In the ring, jumping clowns, mime clowns and talking clowns gradually rub shoulders, heirs to the cynical verve of the jester, a concept claimed by W. F. Wallett8 and embraced by George Foottit at the end of the 19th century. The acrobatic heritage is reinvented to be transmitted. The upright bottles, laid down and then straightened under the footsteps of Jean-Baptiste Auriol, were found a century later under the clogs of Johann le Guillerm in Où çà? Jamie Adkins makes the ladders dance in Circus Incognitus, a little like James Boswell, "the gentleman paillasse"9, stripped his own steps as he climbed the ladder so he could have a toast, with a glass in hand, in a headstand at the very top of the remaining pole. In the tradition of a Candler on a pole or the Price Brothers, creators of the animated Ladders climbed while playing the flute and a violin, Moïse Bernier, a clown at the Galapiat Cirque, moves along a mast without stopping playing the violin in Risque Zéro. Under the impetus of Lucho Smit, all the company's creations weave with humour very physical relationships with the environment.

 

 

From one century to the next, practices have always been intertwined.
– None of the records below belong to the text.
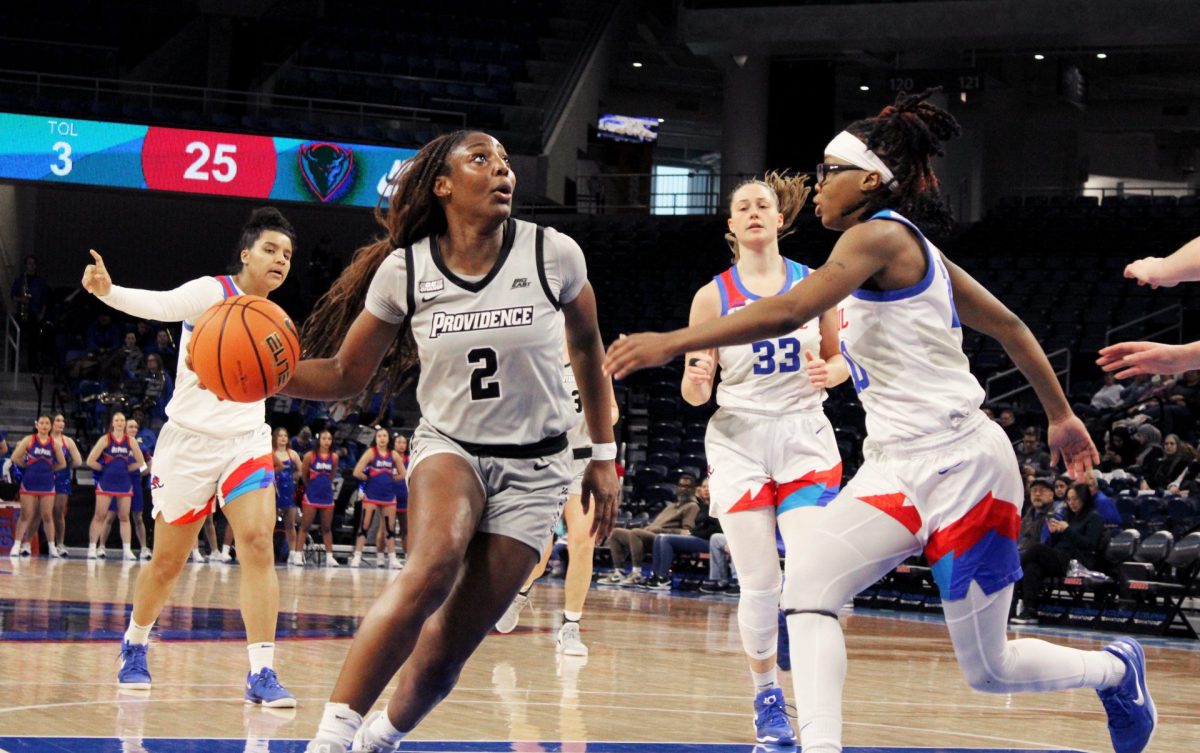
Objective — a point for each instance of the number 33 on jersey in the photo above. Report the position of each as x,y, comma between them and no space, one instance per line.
490,347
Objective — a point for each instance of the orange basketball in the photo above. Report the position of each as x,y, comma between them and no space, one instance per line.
244,349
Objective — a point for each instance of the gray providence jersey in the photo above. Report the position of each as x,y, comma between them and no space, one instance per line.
490,349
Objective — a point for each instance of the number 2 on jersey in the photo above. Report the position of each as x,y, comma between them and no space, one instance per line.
789,356
483,386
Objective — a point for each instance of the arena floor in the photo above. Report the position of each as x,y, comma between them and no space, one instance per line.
665,675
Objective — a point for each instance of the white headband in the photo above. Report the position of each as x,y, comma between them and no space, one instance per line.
850,148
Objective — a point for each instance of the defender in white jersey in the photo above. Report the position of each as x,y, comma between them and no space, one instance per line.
210,452
771,451
580,542
939,476
490,469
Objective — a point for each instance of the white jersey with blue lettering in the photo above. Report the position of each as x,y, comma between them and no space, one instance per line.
192,408
491,349
768,375
904,349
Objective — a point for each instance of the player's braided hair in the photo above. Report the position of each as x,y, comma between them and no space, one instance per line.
907,136
791,192
413,212
262,218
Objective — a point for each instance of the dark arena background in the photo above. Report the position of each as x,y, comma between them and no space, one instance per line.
149,131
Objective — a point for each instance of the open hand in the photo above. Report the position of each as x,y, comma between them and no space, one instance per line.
1071,443
95,276
1141,357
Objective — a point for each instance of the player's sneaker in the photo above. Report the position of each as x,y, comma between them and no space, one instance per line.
508,621
1132,714
133,673
771,723
568,642
783,644
366,742
264,688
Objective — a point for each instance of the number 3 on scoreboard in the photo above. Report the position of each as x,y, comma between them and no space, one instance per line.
225,169
63,167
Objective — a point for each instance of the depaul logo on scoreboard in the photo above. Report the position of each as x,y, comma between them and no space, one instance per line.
328,169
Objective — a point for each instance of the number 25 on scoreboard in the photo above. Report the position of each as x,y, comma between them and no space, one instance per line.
205,162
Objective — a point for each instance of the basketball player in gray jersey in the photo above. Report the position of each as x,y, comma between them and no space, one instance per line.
480,294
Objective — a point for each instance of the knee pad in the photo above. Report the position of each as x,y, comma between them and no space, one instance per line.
759,621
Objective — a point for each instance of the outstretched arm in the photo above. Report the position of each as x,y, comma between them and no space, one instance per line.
1183,265
979,309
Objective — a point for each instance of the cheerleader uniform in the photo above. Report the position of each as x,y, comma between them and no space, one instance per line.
319,488
37,476
286,486
114,474
381,485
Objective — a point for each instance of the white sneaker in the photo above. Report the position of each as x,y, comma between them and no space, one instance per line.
508,621
366,742
569,640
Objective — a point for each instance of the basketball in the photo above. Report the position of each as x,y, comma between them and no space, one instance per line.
244,349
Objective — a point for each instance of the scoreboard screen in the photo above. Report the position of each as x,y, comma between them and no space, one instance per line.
227,164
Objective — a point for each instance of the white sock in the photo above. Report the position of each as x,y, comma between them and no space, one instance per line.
340,722
1107,670
382,729
261,655
765,680
139,634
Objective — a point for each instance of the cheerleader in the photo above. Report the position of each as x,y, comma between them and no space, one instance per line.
40,457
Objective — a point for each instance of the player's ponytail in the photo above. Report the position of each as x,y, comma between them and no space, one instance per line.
413,212
791,193
261,220
907,136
Thus, the eccentricities of Bill Randall with his elastic board at the end of the 18th century are echoed in the trampoline antics of Super Sunday, by the contemporary company Race Horse. The contemporary circus tends to exploit all dimensions of the spectacular space by confronting acrobatic talents with a clownish approach that, depending on the artist's purpose and commitment, activates poetic, playful or even caustic touches. In Extrêmités, the artists of the Cirque Inextrémiste joyfully challenge fatality by confronting it head-on. In precarious equilibrium on long boards swaying on gas bottles, they taunt the danger until they engage Rémi, a paraplegic acrobat, in a performance whose audacity alternates between petrifying the audience and throwing them into fits of laughter.

 

 

 

1. M.-N. Bouillet, Dictionnaire universel des sciences, lettres et des arts, Paris, Hachette, 1854.
2. Alfred Delvau, Les Lions du jour : physionomies parisiennes, Paris, E. Dentu 1867, p.179.
3. Pierre Loti, from Un jeune officier pauvre, published by Samuel Viaud in 1923.
4. Alwill Raeder, Der Circus Renz in Berlin, season 1896-97.
5. Adapted from Tristan Rémy, Les Clowns, Paris, Grasset, 1945.
6. La Pandore, 5 october 1823, reproduced in Le Miroir des spectacles, des lettres, des mœurs et des arts, vol. 2, 1825.
7. Théophile Gautier, Histoire de l’art dramatique en France depuis vingt-cinq ans, vol. I, Bruxelles, Hetzel, 1858.
8. William Frederick (1813-18), The Public Life of W. F. Wallett : the Queen Jester London, J. Luntley, 1870. Quoted by John Stewart inThe Acrobat : Arthur Barnes, London, McFarland, 2012.
9. Ernest Blum, « Adieu à Boswel » (sic), in Le Voleur, 20 may 1859, published in Le Cirque dans l’Univers n°43, 1961.